No speed is not a solution either

At the same time, many of the respondents in the study have already expressed a desire for more freedom and self-determination through technological possibilities such as cloud systems. New working time models are also popular in the study and at least two out of three of the entrepreneurs surveyed understood that workplaces need to be further developed in this respect. Task management, collaboration and therefore work hierarchies would change significantly as a result, and that takes time - regardless of the opportunities.

Furthermore, the desire for more freedom strongly suggests what many exhausted employees and employers report and often have to pay for in terms of health. Collective burnout, so let's slow down. Automated processes could, in theory, provide support here. Tasks such as reporting or invoicing, which often take up the last few minutes and even your last nerve, are taken over by systems.

The difficulty now lies in not immediately filling the time left over as a result. After all, as a society, we are subject to an insatiable urge to increase, especially under capitalism, which cannot be eradicated even by all "slow work" philosophies. At least that's what Dr Hartmut Rosa thinks. Instead of a slower pace, the sociologist believes that the way we come into contact with our environment makes for happy and healthy work. What he describes as "resonance", when applied to the world of work, means that we have more time for genuine engagement with things and people and therefore relate to them differently.

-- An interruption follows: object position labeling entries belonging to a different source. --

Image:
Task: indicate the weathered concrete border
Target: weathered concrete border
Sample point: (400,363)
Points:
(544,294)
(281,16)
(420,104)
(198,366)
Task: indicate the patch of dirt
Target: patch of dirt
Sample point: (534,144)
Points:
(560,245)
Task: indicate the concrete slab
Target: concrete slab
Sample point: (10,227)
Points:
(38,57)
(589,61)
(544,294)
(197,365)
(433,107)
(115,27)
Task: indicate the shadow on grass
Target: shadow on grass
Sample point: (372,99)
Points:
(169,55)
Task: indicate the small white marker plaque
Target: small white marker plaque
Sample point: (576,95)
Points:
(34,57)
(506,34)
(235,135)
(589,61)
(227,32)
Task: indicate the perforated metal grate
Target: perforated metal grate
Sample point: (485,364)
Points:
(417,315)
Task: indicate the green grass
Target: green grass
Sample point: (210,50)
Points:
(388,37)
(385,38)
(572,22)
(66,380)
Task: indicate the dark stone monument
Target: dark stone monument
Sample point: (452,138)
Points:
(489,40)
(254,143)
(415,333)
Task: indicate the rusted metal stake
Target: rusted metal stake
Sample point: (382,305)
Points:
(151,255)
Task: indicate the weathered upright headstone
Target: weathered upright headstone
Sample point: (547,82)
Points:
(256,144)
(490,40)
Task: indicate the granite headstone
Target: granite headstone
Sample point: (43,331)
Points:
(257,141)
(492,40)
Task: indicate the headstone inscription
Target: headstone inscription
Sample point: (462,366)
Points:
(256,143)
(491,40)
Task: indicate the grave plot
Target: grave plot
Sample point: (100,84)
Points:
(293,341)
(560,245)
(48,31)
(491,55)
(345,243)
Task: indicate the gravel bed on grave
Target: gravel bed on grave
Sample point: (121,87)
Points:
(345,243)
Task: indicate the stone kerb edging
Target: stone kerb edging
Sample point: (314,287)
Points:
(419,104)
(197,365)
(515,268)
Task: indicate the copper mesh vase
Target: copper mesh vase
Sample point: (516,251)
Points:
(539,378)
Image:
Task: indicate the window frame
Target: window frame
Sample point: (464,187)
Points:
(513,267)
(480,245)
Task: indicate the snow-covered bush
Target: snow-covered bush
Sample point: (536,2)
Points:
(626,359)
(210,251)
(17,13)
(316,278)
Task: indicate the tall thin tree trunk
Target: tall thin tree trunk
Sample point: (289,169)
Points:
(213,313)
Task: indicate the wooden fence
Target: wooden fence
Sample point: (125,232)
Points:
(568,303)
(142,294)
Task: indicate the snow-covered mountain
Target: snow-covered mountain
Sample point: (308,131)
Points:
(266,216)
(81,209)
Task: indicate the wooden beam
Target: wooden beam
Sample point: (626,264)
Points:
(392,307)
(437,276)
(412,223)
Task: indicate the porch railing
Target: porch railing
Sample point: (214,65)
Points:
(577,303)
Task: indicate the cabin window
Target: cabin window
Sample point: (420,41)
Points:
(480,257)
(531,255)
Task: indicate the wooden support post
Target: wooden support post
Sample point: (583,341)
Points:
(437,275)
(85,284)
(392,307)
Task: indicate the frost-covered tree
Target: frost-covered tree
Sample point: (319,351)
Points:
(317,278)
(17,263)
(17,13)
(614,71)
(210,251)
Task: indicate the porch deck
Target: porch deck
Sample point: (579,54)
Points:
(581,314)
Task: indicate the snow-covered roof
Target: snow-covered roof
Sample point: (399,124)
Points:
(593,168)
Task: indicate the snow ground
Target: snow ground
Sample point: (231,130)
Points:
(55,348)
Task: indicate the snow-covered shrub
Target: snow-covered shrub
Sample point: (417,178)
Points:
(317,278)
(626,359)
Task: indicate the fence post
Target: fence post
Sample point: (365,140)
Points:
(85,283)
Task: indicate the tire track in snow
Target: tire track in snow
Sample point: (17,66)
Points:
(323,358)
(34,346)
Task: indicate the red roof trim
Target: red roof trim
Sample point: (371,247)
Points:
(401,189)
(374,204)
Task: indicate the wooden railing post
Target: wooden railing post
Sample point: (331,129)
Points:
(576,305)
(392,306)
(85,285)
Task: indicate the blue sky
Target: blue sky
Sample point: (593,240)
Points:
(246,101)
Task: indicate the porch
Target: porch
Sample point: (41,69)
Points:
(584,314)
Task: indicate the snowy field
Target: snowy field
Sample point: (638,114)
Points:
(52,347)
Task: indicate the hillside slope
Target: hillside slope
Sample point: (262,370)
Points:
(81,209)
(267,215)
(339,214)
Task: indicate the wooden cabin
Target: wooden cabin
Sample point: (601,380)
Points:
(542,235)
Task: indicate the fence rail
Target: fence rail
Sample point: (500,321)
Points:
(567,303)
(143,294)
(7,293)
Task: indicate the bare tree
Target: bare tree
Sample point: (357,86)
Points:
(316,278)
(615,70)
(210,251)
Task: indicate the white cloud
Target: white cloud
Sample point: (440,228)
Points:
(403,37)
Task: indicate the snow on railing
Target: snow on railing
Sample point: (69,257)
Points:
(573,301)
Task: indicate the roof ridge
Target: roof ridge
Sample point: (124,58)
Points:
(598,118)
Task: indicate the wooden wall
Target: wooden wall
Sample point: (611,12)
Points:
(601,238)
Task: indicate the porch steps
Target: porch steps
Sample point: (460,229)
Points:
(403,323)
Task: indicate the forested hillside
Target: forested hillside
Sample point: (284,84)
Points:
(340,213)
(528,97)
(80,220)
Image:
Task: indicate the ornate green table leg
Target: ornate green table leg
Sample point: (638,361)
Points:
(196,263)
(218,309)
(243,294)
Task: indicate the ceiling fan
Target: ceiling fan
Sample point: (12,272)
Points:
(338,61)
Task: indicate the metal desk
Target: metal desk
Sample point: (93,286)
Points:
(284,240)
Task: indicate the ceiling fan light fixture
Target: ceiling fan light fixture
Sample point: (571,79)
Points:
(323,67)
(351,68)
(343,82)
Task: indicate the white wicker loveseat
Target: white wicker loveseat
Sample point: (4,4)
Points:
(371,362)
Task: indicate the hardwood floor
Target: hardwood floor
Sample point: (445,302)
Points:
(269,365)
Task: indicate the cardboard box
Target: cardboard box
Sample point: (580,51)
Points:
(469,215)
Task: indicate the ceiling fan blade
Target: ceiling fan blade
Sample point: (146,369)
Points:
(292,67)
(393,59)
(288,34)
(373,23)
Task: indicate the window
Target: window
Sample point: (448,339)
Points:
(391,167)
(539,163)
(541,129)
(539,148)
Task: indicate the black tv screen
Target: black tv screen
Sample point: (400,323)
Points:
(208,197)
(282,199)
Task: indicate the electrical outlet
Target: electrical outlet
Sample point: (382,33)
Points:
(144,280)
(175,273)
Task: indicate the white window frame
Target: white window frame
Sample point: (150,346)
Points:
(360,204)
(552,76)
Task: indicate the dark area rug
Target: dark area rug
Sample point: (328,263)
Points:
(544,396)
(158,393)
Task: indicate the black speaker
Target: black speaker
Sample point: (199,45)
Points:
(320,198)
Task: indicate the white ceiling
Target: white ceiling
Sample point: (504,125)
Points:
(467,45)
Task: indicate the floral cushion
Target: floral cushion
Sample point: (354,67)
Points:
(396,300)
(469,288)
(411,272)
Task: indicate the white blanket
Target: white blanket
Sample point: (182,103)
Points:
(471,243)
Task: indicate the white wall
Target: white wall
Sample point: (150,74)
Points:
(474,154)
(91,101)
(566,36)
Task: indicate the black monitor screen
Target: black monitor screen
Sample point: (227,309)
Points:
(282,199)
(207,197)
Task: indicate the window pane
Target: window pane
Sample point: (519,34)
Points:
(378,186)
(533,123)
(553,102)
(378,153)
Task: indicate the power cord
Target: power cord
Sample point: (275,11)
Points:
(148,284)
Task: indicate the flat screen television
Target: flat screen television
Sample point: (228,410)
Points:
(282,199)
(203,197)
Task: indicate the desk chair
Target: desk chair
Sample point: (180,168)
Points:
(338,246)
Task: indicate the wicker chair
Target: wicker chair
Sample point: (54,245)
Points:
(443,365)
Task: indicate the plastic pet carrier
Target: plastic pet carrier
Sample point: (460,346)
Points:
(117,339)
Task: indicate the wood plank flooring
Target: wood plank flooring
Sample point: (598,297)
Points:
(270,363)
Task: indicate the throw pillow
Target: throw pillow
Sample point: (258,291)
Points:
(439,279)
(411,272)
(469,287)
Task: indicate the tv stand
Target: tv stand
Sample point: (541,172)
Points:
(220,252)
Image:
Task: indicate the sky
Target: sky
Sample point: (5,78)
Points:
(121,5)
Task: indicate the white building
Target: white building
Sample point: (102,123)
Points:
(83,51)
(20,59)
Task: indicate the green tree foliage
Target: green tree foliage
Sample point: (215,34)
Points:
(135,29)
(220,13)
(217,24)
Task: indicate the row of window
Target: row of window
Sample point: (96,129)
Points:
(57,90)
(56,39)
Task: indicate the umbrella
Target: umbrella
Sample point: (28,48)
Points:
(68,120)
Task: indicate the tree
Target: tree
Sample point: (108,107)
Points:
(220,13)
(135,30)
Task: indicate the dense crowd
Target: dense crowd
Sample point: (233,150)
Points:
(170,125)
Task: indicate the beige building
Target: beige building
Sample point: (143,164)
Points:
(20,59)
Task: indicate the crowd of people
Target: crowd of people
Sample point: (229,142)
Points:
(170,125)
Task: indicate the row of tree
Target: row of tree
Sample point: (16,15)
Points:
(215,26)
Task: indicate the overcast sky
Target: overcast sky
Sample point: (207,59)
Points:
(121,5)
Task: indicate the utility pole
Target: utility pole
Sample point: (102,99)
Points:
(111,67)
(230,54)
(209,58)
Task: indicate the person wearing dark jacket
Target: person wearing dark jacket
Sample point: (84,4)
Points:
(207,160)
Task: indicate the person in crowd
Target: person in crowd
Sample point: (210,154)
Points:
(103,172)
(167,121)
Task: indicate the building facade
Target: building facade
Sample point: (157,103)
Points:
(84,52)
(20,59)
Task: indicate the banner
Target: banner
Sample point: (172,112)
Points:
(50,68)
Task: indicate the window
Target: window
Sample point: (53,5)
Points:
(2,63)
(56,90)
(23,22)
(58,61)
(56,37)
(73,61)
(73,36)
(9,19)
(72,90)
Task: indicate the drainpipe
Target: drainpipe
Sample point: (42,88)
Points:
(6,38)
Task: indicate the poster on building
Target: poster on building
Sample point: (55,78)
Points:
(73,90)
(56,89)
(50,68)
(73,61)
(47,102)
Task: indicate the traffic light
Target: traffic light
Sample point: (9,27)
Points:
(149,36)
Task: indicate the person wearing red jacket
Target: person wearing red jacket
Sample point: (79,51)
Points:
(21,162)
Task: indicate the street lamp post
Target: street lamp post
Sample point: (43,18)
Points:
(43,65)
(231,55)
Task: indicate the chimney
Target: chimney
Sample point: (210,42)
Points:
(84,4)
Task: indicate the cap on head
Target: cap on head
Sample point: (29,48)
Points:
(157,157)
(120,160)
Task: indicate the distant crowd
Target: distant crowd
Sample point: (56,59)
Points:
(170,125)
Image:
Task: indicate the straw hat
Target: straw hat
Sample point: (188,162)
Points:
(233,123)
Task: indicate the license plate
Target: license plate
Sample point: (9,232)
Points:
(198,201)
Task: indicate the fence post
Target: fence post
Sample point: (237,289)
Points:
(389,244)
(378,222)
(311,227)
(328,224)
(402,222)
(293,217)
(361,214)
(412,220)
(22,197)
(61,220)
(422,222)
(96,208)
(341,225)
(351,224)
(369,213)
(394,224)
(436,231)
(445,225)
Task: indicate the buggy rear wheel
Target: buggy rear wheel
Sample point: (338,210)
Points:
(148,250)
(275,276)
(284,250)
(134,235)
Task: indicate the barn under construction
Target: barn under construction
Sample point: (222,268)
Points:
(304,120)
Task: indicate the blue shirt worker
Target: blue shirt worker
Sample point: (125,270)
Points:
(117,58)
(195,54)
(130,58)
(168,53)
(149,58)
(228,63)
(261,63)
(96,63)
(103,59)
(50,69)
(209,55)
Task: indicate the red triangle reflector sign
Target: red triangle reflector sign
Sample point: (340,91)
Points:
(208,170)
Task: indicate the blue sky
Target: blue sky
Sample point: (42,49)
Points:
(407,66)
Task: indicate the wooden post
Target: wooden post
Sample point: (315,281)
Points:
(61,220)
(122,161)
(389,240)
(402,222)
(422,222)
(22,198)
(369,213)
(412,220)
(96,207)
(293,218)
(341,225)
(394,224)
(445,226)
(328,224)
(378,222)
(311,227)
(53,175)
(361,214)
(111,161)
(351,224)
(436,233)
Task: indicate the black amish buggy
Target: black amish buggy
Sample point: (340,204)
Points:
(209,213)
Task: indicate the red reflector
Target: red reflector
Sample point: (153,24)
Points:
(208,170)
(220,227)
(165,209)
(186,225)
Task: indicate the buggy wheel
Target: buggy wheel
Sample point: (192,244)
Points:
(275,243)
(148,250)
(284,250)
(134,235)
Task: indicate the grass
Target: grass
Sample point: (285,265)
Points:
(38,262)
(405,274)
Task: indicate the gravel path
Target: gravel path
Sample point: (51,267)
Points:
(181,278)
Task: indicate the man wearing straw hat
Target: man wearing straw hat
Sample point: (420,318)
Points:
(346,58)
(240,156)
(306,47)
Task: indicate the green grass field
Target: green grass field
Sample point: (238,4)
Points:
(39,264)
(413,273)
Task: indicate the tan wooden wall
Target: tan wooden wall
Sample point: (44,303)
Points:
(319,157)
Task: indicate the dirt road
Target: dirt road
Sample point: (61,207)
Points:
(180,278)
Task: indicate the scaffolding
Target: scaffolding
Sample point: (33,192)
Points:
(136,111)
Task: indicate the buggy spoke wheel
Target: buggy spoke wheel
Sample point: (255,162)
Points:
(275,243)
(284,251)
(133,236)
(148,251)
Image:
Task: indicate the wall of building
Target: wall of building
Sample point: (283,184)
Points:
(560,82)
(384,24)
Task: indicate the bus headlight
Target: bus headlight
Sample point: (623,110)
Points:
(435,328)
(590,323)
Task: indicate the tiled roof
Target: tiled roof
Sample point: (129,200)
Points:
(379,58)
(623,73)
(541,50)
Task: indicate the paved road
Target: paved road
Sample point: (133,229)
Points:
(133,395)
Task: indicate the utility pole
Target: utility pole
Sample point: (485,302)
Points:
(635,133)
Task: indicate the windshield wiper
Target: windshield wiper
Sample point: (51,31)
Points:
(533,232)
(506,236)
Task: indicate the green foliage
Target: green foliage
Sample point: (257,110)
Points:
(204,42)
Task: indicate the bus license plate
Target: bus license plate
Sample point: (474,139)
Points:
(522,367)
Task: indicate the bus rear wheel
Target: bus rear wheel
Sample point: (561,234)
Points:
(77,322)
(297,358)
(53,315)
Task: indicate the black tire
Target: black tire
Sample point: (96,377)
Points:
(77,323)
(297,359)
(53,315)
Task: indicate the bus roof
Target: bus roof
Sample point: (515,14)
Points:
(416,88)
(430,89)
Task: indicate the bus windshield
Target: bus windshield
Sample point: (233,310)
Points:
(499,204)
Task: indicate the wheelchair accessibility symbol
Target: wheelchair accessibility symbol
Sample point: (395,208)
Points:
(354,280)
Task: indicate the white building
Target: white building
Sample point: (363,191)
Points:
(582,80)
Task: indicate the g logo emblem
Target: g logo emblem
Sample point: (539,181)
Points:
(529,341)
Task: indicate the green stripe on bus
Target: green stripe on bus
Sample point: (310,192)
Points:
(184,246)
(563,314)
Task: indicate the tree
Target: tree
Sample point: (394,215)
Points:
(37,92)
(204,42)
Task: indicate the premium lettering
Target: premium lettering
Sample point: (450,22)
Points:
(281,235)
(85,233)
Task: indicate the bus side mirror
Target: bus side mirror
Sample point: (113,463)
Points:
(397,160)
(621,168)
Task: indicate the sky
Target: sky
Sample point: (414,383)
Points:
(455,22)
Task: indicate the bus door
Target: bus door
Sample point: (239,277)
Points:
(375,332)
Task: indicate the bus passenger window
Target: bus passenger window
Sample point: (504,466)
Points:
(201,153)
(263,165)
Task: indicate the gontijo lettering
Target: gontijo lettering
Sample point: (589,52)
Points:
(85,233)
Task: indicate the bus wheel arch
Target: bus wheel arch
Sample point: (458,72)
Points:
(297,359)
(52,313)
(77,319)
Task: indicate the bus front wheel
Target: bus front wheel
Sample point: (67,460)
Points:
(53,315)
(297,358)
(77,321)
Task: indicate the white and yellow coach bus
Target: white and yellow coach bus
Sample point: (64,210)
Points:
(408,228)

Control is good, people can be better

Most working people can understand this - a technological system cannot. What software can do in times of big data The best way to do this is to correlate and relativise data. These results are important for companies as they form the basis for decisions that (supposedly) ensure their growth and continued existence. According to Rosa, the fact that we are constantly trying to make everything controllable is also responsible for the signs of exhaustion in today's working society.

What sounds very dystopian overall can, however, also be an opportunity for the future of work. If we leave it to systems to make our data controllable and use our human intuition and creative drive for everything "non-controllable", we will fill our (working) time to the same extent, but possibly with a different feeling. We may not know what the future holds, but at least we are shaping the present.